Symptoms of gum disease

Healthy gums are firm and pale pink, nestled snuggly around your teeth. If you experience any of the following signs and symptoms, you may have periodontitis and should visit your dentist immediately:

  • Swollen or puffy gums
  • Bright red or purplish gums
  • Gums that are tender to the touch
  • Bleeding gums
  • Gums pulling away from your teeth, making teeth look longer than normal
  • New spaces between your teeth or pus between your teeth and gums
  • Bad breath
  • Loose teeth
  • Painful chewing
  • A change in your bite or misaligned teeth

Additional research is underway to fully understand the relationship between osteoporosis and oral bone loss; however, scientists believe that efforts to optimize skeletal bone density will have an equally favorable impact on dental health.
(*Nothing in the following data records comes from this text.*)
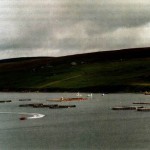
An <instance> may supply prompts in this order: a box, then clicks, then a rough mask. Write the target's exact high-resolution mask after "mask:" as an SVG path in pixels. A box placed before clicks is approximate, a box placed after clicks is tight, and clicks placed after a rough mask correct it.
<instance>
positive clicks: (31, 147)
mask: <svg viewBox="0 0 150 150" xmlns="http://www.w3.org/2000/svg"><path fill="white" fill-rule="evenodd" d="M81 94H82V97H85V98H88V100H85V101H69V102H49V101H47V100H48V99H55V98H61V97H64V98H67V97H76V96H77V95H76V93H0V100H8V99H9V100H10V99H11V100H12V102H11V103H0V112H14V113H13V114H8V113H5V114H4V113H3V114H2V113H0V149H2V150H10V149H11V150H27V149H28V150H46V149H52V150H55V149H56V150H58V149H60V150H67V149H68V150H72V149H74V150H82V149H84V150H85V149H90V150H95V149H97V150H100V149H102V150H116V149H118V150H121V149H123V150H126V149H127V150H128V149H130V150H133V149H139V150H148V149H150V145H149V143H150V128H149V126H150V117H149V116H150V112H138V111H136V110H126V111H114V110H112V109H111V108H112V107H114V106H127V105H133V104H132V103H133V102H148V101H149V99H150V96H148V95H147V96H146V95H143V94H105V95H102V93H97V94H92V96H89V95H88V94H87V93H81ZM90 94H91V93H90ZM19 99H31V101H19ZM32 102H33V103H35V102H37V103H39V102H40V103H44V104H55V103H56V104H62V105H64V104H65V105H70V104H71V105H76V107H75V108H68V109H49V108H31V107H19V105H20V104H27V103H32ZM22 112H26V113H29V114H30V113H38V114H44V115H45V117H43V118H41V119H31V120H23V121H21V120H19V118H20V114H21V113H22ZM15 113H16V114H15Z"/></svg>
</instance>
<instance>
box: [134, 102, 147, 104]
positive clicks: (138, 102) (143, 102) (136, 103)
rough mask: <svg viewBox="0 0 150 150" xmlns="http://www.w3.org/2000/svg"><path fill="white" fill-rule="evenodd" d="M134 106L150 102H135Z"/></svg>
mask: <svg viewBox="0 0 150 150" xmlns="http://www.w3.org/2000/svg"><path fill="white" fill-rule="evenodd" d="M133 104H150V103H149V102H133Z"/></svg>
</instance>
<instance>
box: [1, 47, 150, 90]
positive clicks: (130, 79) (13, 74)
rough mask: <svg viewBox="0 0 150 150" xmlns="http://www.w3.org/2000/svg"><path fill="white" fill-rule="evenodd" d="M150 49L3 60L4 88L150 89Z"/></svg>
mask: <svg viewBox="0 0 150 150" xmlns="http://www.w3.org/2000/svg"><path fill="white" fill-rule="evenodd" d="M149 52H150V49H149V48H141V49H128V50H120V51H110V52H97V53H89V54H80V55H73V56H66V57H51V58H49V57H39V58H19V59H9V60H1V61H0V90H1V91H37V90H38V91H84V92H88V91H93V92H140V91H146V90H147V91H149V90H150V67H149V66H150V54H149Z"/></svg>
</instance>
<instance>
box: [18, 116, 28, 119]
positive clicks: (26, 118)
mask: <svg viewBox="0 0 150 150" xmlns="http://www.w3.org/2000/svg"><path fill="white" fill-rule="evenodd" d="M19 119H20V120H26V119H27V118H26V117H24V116H23V117H20V118H19Z"/></svg>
Positive steps for healthy teeth bones

To keep your teeth and bones strong, a healthy lifestyle is critical. In fact, you can make many simple but highly effective life changes to optimize bone health:

  • Eat a well-balanced diet rich in calcium and vitamin D
  • Participate in regular physical activity or exercise, including weight-bearing activities such as walking, jogging, and resistance exercises like lifting weights
  • Don’t smoke, and limit alcohol intake
  • Report any problems with loose teeth, detached or receding gums, and loose or ill-fitting dentures to your dentist

And always follow your dentist’s recommended schedule for checkups. If you notice any symptoms of periodontitis, make an appointment right away. The sooner you seek care, the better your chances of reversing the effects of gum disease.